OJK Jatuhkan Denda ke Emiten Grup Salim (ROTI) dan Bakrie (BNBR), Ini Alasannya



KONTAN.CO.ID - JAKARTA. Otoritas Jasa Keuangan (OJK) mengumumkan telah menjatuhkan sanksi administratif kepada 23 emiten yang tercatat di Bursa Efek Indonesia (BEI) hingga 31 Agustus 2026.

Dalam daftar 23 emiten tersebut, dua nama yang menarik perhatian, yaitu PT Bakrie & Brothers Tbk (BNBR) dari Grup Bakrie dan PT Nippon Indosari Corpindo Tbk (ROTI), produsen Sari Roti yang terafiliasi dengan Grup Salim.

Kepala Eksekutif Pengawas Pasar Modal, Keuangan Derivatif dan Bursa Karbon OJK Hasan Fawzi mengatakan pelanggaran yang dilakukan kedua emiten besar tersebut terkait dengan pelanggaran Transaksi Material dan/atau penunjukan Akuntan Publik dan/atau Akuntan Publik.
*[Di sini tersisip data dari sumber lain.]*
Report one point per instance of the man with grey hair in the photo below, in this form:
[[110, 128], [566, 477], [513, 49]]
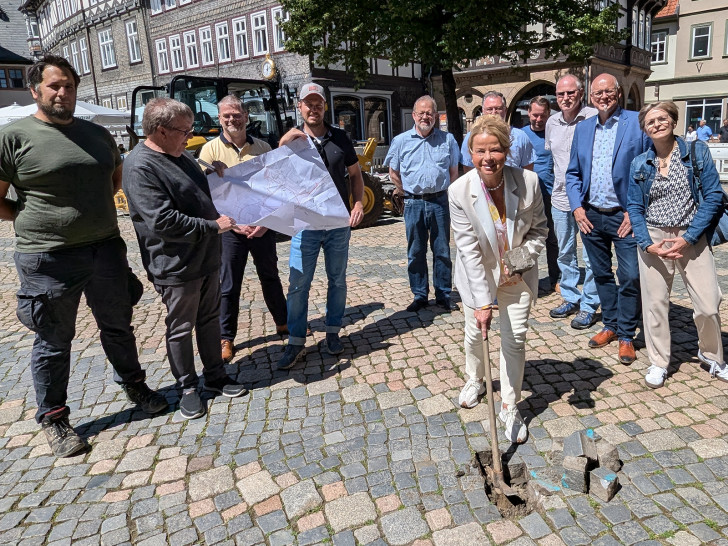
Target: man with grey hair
[[232, 147], [177, 226], [422, 163], [522, 154], [66, 171], [559, 135]]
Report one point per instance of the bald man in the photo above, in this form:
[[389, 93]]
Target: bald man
[[596, 183]]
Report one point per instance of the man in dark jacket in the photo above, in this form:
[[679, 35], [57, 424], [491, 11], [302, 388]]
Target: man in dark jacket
[[177, 227]]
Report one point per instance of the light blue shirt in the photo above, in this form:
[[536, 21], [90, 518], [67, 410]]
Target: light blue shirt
[[601, 186], [521, 154], [423, 163], [704, 133]]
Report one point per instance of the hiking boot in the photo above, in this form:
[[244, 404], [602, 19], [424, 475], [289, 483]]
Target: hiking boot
[[64, 441], [190, 406], [149, 401], [333, 344], [227, 386], [564, 310], [291, 356], [228, 350]]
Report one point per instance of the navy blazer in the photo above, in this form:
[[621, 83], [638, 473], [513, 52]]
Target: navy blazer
[[629, 143]]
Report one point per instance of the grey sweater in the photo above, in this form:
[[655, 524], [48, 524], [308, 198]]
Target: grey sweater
[[173, 215]]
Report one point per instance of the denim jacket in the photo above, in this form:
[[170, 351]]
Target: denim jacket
[[642, 174]]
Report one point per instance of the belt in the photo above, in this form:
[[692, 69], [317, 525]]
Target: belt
[[425, 195], [603, 210]]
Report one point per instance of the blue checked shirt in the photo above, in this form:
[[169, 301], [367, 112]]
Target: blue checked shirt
[[601, 187]]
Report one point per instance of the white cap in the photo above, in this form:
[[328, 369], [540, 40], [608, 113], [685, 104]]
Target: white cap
[[312, 89]]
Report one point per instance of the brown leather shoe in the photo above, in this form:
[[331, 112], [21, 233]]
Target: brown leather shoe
[[626, 352], [603, 338], [228, 350]]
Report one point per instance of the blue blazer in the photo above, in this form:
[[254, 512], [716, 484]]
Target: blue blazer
[[629, 143]]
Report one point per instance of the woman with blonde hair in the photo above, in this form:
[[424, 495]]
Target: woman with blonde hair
[[493, 209]]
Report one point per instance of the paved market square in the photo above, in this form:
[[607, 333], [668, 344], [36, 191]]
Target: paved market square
[[368, 448]]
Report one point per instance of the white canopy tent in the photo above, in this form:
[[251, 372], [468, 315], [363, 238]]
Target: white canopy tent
[[84, 110]]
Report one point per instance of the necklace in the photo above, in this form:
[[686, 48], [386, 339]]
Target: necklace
[[503, 178], [664, 160]]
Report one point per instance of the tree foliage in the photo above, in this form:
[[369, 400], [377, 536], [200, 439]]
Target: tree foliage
[[443, 35]]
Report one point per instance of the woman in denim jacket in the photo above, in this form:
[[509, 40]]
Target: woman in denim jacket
[[673, 225]]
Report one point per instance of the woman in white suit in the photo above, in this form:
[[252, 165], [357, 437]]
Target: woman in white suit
[[495, 208]]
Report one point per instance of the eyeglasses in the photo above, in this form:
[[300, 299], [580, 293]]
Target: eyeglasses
[[183, 131], [658, 121], [604, 93]]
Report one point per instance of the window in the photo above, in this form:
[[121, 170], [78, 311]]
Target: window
[[240, 35], [11, 78], [191, 49], [279, 37], [162, 60], [175, 46], [83, 46], [700, 42], [708, 109], [206, 45], [106, 45], [74, 57], [223, 42], [132, 40], [260, 33], [659, 47]]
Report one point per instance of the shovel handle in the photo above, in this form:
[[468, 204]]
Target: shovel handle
[[497, 464]]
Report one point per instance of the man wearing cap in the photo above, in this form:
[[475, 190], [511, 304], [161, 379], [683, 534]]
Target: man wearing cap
[[422, 163], [232, 147], [337, 153]]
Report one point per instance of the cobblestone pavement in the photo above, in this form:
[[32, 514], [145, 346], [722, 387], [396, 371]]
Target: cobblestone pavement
[[370, 448]]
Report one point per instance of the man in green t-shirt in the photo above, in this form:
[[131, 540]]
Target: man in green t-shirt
[[65, 172]]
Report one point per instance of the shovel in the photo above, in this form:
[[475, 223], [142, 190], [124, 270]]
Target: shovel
[[495, 473]]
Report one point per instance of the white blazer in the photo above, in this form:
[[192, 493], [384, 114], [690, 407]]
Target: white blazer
[[477, 262]]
Baca Juga: Wall Street Dibuka Naik Rabu (16/9) Jelang Keputusan The Fed, Minyak Mulai Turun

Hasan menjelaskan, ROTI dikenai sanksi terkait pelanggaran ketentuan penunjukan Akuntan Publik (AP) dan/atau Kantor Akuntan Publik (KAP).

Berdasarkan surat sanksi tersebut, KAP yang ditugaskan mengaudit Laporan Keuangan Tahunan ROTI untuk tahun buku 2023 dan 2024 telah ditunjuk dan disetujui oleh jajaran Direksi sebelum penyelenggaraan Rapat Umum Pemegang Saham Tahunan (RUPST) untuk tahun buku yang bersangkutan. Padahal, sesuai ketentuan POJK No. 9/2023, penunjukan KAP wajib melalui keputusan Rapat Umum Pemegang Saham (RUPS). 

"Atas pelanggaran ini, ROTI dikenai denda sebesar Rp 150 juta," kata Hasan dalam keterangannya, Rabu (16/9/2026).

Sementara itu, BNBR dikenai sanksi atas pelanggaran ketentuan Transaksi Material. Surat sanksi menyebutkan perusahaan terkendali BNBR menerima pinjaman senilai Rp 4,816 triliun atau setara 115,87% dari ekuitas BNBR, dari pemberi pinjaman yang berbeda dengan pihak yang telah disetujui pemegang saham dalam RUPS. 

Selain itu, transaksi tersebut juga tidak menggunakan jasa penilai independen, tidak disertai keterbukaan informasi kepada publik maupun penyampaian kepada OJK, serta tidak memperoleh persetujuan RUPS untuk pemberi pinjaman yang sebenarnya, sebagaimana siatur dalam POJK No. 17/2020. "Terkait pelanggaran ini, BNBR dikenai denda senilai Rp1,2 miliar," jelas Hasan.